Wednesday, 20 July 2011

Nevkat – An Ancient Silk Road City

From the Blog " Postcard from Bishkek / Observations from an expat" by Ian Claytor in the Kyrgiz republic, the following article which he wrote on May 15, 2011:

Nevkat – An Ancient Silk Road City

About eight kilometres East of the city of Kant in Northern Kyrgyzstan lies the modern village of Krasnaya Rechka, (“Red River”). This is the site of the ancient towns of Suyab and Nevkat (“New City”), a Silk Road city that flourished between the 6th and 12th centuries. The identification is based on manuscripts found at the site.

By all accounts, Nevkat was a major metropolis. Indeed, it was probably the largest of all the medieval cities in what is now Kyrgyzstan – and, according to one author, was the “most north-easterly of the central Asian ‘super cities’” and was, at one time, “one of the world’s most important trading centres”.

Founded by the Sogdians, (an Iranian speaking people), in the fifth century, in the seventh and eighth centuries it boasted a population of 100.000. It had over 18 kilometres of city walls – as long as those of ancient Rome – which enclosed an area of 25 square kilometres. Inside these walls were public buildings, markets, gardens and even farms.

In the North-eastern part of the city was a vast citadel, built on a massive artificial platform – which is all that remains easily visible today. Measuring some 800m across and 20m high – 30m in the extreme South-Eastern corner where it is thought the ruler’s palace was located, the mound comprises some 13 million cubic meters of earth and mud bricks, it is five times the size of the Great Pyramid of Cheops in Egypt and it, apparently, is the largest man-made mound in the world. It has been estimated that a workforce of several thousand must have been employed in its construction – which could have taken a decade, or more.

This citadel was almost certainly an “upper town” for the ruling elite of the city – probably Sogdians, who are also known locally as Saks. However, it was not a mono-cultural city. A necropolis showed signs of a number of different funeral techniques and traditions. Other peoples who are thought to have populated the city include Chinese, Uighurs, Tibetans, Persians as well as the local Saks. Archaeologists have found artefacts showing that Buddhists, Zoroastrians Nestorians, Manicheans and pagans all thrived here.

Particular archaeological finds have included: the remains of a large sculpture of the Buddha, which would have stood 12 meters high when complete, which were discovered in the corridors one of the two Buddhist temples uncovered. Also shards of 1.000 year old pottery litter the site.

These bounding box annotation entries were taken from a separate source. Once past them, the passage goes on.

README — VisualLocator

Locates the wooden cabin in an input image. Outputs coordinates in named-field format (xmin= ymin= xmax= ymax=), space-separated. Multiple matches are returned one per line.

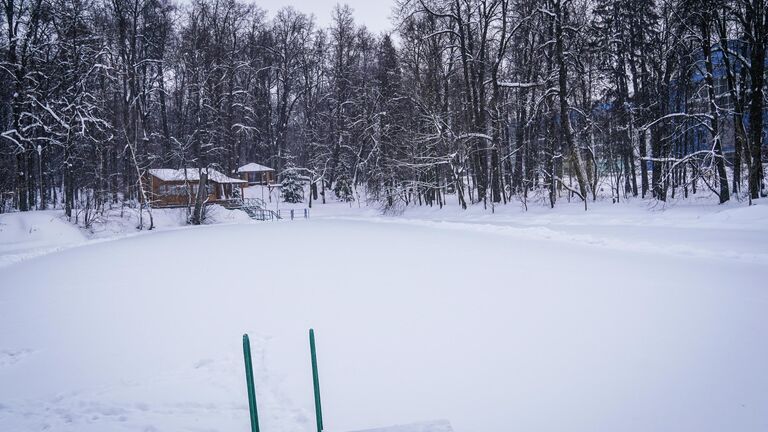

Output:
xmin=147 ymin=168 xmax=247 ymax=207
xmin=237 ymin=162 xmax=275 ymax=186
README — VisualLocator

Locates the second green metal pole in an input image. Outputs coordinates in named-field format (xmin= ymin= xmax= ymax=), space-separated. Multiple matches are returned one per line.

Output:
xmin=243 ymin=334 xmax=259 ymax=432
xmin=309 ymin=329 xmax=323 ymax=432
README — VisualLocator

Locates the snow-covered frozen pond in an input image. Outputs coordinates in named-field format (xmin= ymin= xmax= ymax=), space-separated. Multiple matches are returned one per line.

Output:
xmin=0 ymin=207 xmax=768 ymax=432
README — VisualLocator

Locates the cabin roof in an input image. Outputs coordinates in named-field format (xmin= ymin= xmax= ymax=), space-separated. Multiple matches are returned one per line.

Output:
xmin=149 ymin=168 xmax=247 ymax=183
xmin=237 ymin=162 xmax=274 ymax=172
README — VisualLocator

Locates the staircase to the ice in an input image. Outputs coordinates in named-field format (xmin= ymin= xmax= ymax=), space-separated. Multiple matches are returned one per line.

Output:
xmin=229 ymin=198 xmax=280 ymax=221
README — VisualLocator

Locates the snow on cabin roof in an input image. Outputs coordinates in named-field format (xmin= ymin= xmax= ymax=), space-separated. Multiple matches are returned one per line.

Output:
xmin=149 ymin=168 xmax=247 ymax=183
xmin=242 ymin=162 xmax=274 ymax=172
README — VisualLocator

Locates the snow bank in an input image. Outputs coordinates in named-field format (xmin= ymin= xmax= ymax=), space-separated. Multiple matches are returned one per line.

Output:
xmin=0 ymin=210 xmax=87 ymax=267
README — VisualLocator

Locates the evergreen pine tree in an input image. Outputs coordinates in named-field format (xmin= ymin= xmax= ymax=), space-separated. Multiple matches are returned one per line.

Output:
xmin=333 ymin=172 xmax=355 ymax=202
xmin=281 ymin=161 xmax=304 ymax=203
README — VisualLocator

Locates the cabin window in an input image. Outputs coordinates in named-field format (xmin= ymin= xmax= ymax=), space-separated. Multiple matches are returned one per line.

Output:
xmin=159 ymin=184 xmax=187 ymax=196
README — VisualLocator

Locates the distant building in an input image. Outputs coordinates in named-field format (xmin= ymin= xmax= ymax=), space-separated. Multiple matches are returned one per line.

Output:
xmin=147 ymin=168 xmax=247 ymax=207
xmin=237 ymin=162 xmax=275 ymax=185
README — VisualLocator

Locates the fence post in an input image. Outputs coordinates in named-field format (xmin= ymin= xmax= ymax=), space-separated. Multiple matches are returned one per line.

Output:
xmin=309 ymin=329 xmax=323 ymax=432
xmin=243 ymin=334 xmax=259 ymax=432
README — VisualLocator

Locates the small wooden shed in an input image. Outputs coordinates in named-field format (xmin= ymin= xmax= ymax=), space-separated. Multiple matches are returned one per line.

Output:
xmin=237 ymin=162 xmax=275 ymax=185
xmin=147 ymin=168 xmax=247 ymax=207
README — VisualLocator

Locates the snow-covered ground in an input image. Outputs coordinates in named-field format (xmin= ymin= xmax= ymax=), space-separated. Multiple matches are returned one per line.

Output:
xmin=0 ymin=197 xmax=768 ymax=432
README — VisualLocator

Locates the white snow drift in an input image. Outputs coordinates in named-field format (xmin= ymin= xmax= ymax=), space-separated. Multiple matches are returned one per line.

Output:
xmin=0 ymin=202 xmax=768 ymax=432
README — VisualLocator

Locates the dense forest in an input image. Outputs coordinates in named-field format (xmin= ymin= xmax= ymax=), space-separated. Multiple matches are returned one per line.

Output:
xmin=0 ymin=0 xmax=768 ymax=219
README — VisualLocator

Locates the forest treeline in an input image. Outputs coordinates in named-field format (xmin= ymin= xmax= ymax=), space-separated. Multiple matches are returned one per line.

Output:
xmin=0 ymin=0 xmax=768 ymax=215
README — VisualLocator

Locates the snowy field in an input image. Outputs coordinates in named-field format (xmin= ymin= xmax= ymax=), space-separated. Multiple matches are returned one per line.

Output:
xmin=0 ymin=201 xmax=768 ymax=432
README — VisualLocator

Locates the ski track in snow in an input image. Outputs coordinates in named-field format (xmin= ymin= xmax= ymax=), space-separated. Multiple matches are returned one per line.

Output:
xmin=331 ymin=217 xmax=768 ymax=265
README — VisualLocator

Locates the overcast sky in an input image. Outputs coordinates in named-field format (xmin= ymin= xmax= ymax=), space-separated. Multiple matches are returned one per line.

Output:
xmin=254 ymin=0 xmax=400 ymax=34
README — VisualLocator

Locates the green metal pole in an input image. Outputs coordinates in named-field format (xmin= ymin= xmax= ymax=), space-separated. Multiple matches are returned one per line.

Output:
xmin=309 ymin=329 xmax=323 ymax=432
xmin=243 ymin=334 xmax=259 ymax=432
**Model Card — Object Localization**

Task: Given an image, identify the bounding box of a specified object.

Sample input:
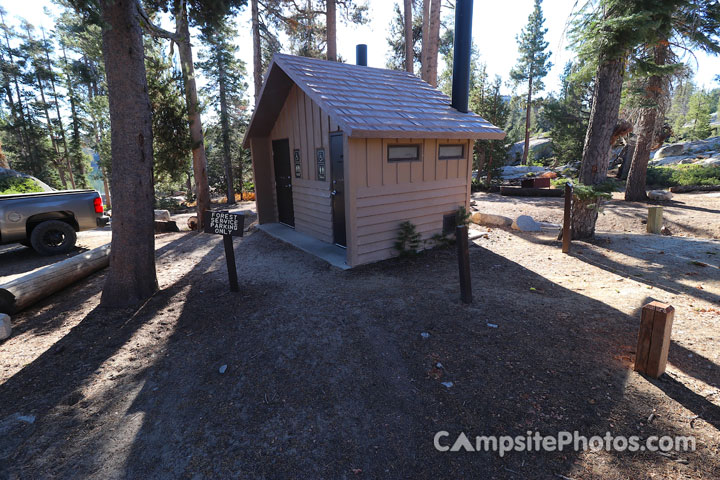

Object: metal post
[455,225,472,303]
[223,235,240,292]
[452,0,473,113]
[563,183,573,253]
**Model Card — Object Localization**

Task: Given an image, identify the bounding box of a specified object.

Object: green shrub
[645,165,720,187]
[394,221,421,257]
[0,176,43,195]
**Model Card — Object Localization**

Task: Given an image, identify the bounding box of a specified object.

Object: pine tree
[625,0,720,200]
[201,17,247,203]
[510,0,552,165]
[543,61,592,164]
[386,3,422,71]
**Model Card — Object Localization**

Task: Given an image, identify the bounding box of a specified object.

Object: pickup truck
[0,190,109,255]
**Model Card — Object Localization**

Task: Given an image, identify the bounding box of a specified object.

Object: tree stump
[647,207,662,234]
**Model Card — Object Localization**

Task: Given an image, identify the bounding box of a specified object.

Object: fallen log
[500,187,563,197]
[0,243,110,315]
[670,185,720,193]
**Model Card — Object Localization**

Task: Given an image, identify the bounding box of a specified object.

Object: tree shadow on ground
[0,233,716,479]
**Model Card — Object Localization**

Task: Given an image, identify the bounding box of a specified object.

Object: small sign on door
[316,148,325,182]
[293,148,302,178]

Nevkat and the other towns of the Chuy Valley are mentioned by the Chinese pilgrim Hsuan Tsang, who visited the area in around 620 CE.

All that remains today are irregular mounds and a couple of eroded clay walls of the ancient fortifications, but, as Daniel Prior writes in The Bishkek Handbook:
"For those who are able to sightsee without seeing standing buildings, Krasnaya Rechka – prettier in setting and more conducive to contemplation than the history-factory at Burana – offers a subtle vista on the past. From the summit of the citadel, where the ground underfoot is thickly strewn with pieces of thousand-year-old pottery, on a clear day, you can see almost to Ch’ang An and Byzantium."

Despite it’s place in history, finding Nevkat is not actually easy. A lot of local people are not aware that it is there, and there are no signposts. Indeed, I have attended a couple of meetings where I and other foreigners, (they tend to be Japanese, who seem to have a fascination with the Silk Road and this particular period), have talked about the difficulty of finding the place and even of having to abandon the search.

In fact, the easiest way to see Nevkat, (albeit from a distance), is when travelling from Bishkek to Issyk Kul on the new road that bypasses the villages and the towns of Kant and Tokmak. It is possible to see the mound of the citadel and the embankment that marked the site of the old town rising from the Chui plain.

To get to Nevkat: First, head for the modern village of Krasnaya Rechka, about 30 km east of Bishkek. Go just a bit more than 2 km past the gas station at the eastern end of the village, and you’ll see a dirt road off to your left (north). Turn onto the track and go on for about a kilometre. You can’t miss the citadel. It looms 20 meters over the valley floor.